Son travail passé est une solide garantie pour renouveler, sans les rompre, les liens avec les populations du XXe arrondissement et du nord-est de Paris, car elle s'adresse à des gens d'aujourd'hui, avec des mots d'aujourd'hui, sur des préoccupations d'aujourd'hui. Elle le fait tantôt avec gravité, tantôt avec légèreté et humour, écrivant et mettant en scène pour tout public, y compris les enfants.

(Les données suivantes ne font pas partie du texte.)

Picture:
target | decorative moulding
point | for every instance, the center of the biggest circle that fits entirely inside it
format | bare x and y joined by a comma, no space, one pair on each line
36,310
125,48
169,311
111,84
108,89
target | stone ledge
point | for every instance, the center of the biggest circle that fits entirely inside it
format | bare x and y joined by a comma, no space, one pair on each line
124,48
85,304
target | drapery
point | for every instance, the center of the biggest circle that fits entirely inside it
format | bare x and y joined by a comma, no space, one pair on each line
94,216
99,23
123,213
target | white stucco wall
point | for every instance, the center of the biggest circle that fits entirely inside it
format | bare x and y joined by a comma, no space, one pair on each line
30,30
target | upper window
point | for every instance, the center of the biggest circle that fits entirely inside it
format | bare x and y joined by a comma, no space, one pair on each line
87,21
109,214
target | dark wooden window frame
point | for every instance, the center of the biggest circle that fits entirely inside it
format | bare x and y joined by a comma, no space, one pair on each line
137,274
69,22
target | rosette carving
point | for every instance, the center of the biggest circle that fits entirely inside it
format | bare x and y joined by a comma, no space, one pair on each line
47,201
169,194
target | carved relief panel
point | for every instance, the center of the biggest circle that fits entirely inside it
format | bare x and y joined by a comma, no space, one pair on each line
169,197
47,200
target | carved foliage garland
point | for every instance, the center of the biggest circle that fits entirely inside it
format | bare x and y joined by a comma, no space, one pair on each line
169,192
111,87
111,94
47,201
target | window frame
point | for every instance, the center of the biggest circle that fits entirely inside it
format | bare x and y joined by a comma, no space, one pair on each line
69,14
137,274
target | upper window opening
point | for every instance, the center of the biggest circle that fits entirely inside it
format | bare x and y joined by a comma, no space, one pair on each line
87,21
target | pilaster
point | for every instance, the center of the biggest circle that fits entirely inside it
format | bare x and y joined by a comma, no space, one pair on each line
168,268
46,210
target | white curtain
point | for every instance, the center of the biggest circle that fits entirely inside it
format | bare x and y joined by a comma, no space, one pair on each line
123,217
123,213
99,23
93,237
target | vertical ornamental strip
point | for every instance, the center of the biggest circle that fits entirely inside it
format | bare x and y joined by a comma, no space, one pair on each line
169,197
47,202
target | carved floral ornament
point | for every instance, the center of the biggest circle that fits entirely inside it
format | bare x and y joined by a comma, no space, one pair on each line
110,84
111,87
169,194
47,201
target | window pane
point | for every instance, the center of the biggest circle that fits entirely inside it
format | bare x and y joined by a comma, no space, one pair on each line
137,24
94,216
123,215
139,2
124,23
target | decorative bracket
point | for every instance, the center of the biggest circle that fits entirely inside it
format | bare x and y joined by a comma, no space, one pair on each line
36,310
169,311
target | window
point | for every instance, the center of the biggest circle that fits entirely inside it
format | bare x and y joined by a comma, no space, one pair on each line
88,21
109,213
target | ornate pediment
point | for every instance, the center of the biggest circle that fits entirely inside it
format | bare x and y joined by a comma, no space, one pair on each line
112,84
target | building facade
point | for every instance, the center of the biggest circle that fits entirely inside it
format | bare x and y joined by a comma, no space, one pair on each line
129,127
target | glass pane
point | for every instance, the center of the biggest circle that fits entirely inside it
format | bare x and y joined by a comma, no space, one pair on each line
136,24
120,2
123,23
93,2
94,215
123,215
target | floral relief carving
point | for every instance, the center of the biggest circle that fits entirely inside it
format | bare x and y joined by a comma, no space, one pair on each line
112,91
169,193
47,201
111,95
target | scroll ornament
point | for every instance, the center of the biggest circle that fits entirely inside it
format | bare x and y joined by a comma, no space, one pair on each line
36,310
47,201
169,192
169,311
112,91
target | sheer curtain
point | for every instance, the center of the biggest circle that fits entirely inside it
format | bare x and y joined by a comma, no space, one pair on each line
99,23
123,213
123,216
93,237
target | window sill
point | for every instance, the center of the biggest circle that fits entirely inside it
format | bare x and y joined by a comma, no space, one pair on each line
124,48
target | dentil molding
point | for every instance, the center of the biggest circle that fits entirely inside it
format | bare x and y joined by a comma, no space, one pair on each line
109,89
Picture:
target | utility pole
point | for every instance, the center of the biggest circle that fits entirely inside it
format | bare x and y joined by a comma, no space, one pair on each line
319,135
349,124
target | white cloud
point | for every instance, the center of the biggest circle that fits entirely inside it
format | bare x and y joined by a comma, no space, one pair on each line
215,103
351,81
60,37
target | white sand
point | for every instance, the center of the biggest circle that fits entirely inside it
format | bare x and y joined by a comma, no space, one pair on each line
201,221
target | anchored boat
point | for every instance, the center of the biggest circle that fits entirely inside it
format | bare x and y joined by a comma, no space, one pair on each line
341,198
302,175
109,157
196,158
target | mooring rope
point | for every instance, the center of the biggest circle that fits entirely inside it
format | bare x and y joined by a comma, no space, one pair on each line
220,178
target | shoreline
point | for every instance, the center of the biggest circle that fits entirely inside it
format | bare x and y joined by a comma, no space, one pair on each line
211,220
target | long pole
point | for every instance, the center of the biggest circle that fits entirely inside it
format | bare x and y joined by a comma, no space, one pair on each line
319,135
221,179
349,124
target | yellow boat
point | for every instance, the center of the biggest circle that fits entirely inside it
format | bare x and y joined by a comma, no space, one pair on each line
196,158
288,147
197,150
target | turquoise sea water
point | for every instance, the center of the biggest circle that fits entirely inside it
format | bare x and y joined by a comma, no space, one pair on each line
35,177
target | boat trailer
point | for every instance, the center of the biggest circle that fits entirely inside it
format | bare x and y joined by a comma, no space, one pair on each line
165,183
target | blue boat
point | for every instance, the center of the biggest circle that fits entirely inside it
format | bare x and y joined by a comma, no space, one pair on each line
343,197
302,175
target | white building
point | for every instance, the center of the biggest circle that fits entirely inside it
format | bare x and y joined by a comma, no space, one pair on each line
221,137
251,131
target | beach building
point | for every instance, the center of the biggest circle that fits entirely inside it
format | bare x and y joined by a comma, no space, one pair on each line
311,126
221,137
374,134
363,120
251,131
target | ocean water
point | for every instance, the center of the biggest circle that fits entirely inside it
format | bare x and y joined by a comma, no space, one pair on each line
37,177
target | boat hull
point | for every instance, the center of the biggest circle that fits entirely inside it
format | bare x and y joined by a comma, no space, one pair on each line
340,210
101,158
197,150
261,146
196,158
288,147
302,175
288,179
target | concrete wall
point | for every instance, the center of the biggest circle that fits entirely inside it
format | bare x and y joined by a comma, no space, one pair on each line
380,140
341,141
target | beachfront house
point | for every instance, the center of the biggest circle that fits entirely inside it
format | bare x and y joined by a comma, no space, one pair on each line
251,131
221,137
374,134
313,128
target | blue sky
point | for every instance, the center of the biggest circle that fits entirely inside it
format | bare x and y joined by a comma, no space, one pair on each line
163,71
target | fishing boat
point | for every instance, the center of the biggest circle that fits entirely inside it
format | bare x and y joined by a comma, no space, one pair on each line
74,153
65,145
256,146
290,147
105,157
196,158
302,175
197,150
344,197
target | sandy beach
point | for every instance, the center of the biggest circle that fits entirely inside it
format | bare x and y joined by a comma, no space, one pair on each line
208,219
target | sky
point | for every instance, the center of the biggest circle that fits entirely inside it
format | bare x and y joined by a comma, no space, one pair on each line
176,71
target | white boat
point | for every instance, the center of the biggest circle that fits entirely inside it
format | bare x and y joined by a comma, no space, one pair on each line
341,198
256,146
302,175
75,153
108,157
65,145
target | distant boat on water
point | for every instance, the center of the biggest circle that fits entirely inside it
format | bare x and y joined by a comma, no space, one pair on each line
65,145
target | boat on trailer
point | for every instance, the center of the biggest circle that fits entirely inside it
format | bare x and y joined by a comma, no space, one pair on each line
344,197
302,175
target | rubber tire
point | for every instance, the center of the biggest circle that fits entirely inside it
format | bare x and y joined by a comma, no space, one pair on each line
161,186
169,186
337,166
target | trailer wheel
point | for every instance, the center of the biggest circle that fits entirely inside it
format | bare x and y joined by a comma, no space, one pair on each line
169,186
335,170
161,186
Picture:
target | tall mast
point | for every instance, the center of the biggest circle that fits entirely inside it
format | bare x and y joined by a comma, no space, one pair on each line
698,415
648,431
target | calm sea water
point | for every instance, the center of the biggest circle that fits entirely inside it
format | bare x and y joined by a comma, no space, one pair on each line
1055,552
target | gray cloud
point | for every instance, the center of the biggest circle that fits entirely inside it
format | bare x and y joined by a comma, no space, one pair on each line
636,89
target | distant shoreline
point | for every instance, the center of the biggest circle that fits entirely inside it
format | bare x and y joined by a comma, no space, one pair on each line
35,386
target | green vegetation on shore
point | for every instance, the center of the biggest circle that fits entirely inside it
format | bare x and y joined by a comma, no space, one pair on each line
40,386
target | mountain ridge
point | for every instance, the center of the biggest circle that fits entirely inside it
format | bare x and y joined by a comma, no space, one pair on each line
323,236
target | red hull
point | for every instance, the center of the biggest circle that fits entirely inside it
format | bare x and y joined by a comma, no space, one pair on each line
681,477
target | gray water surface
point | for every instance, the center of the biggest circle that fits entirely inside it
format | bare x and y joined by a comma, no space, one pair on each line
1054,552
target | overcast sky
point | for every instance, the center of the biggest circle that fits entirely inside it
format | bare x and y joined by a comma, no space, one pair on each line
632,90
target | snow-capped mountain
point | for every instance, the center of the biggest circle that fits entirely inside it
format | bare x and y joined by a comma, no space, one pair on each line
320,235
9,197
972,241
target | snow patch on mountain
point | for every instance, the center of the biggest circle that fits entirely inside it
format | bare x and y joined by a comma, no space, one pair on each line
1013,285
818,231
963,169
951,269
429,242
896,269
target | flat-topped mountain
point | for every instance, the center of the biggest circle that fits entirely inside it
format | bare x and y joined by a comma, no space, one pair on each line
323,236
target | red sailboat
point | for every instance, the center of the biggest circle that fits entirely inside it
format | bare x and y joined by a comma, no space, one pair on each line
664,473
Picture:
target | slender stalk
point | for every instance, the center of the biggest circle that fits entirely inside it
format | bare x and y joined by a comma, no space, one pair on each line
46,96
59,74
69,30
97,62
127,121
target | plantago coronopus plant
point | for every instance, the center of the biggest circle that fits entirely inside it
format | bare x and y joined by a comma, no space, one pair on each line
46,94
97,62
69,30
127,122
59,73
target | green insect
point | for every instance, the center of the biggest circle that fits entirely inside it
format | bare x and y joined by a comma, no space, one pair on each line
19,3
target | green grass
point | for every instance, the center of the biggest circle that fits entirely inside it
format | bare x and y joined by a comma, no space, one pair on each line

Il va de soi que je suis attentive à la complémentarité qui doit s'instaurer entre l'action d'Alain Françon au théâtre national de la Colline et celle de Catherine Anne au TEP. Je sais la difficulté qu'il y a souvent à faire entendre la voix des auteurs contemporains. Je me réjouis que ce soit dans les quartiers populaires de la capitale et par le jeu d'un double héritage de l'histoire (du TEP et de la Colline) que se constitue un pôle très fort pour défendre, sur des plateaux de théâtre, la parole des auteurs vivants.
Connaissant également l'estime que se portent mutuellement Catherine Anne et Alain Françon, je ne doute pas de leur succès.
Quant au Centre dramatique national de Montreuil, il va devenir, sous la direction de Gilberte Tsaï, un lieu de création ouvert à l'échange entre les pratiques artistiques, notamment les interactions entre le théâtre et la danse.
Ce ne sera plus un centre dramatique exclusivement consacré à l'enfance et la jeunesse. Il deviendra un lieu de création tout public, ce qui à l'évidence inclut le jeune public.
Dans le cadre de la restructuration du centre ville de Montreuil, l'actuel théâtre laissera place en 2002 à une salle conçue par l'architecte Alvaro Siza.. Deux saisons intermédiaires, l'une hors les murs, l'autre dans une petite salle destinée à accueillir des créations expérimentales, laisseront le temps à la nouvelle équipe de dessiner le profil du CDN.
Telles sont les décisions que je viens de prendre dans l'esprit d'un renouvellement du théâtre public.
Vous ayant lu attentivement, je ne doute pas que vous allez souhaiter me poser plusieurs questions sur ces lieux ou sur d'autres.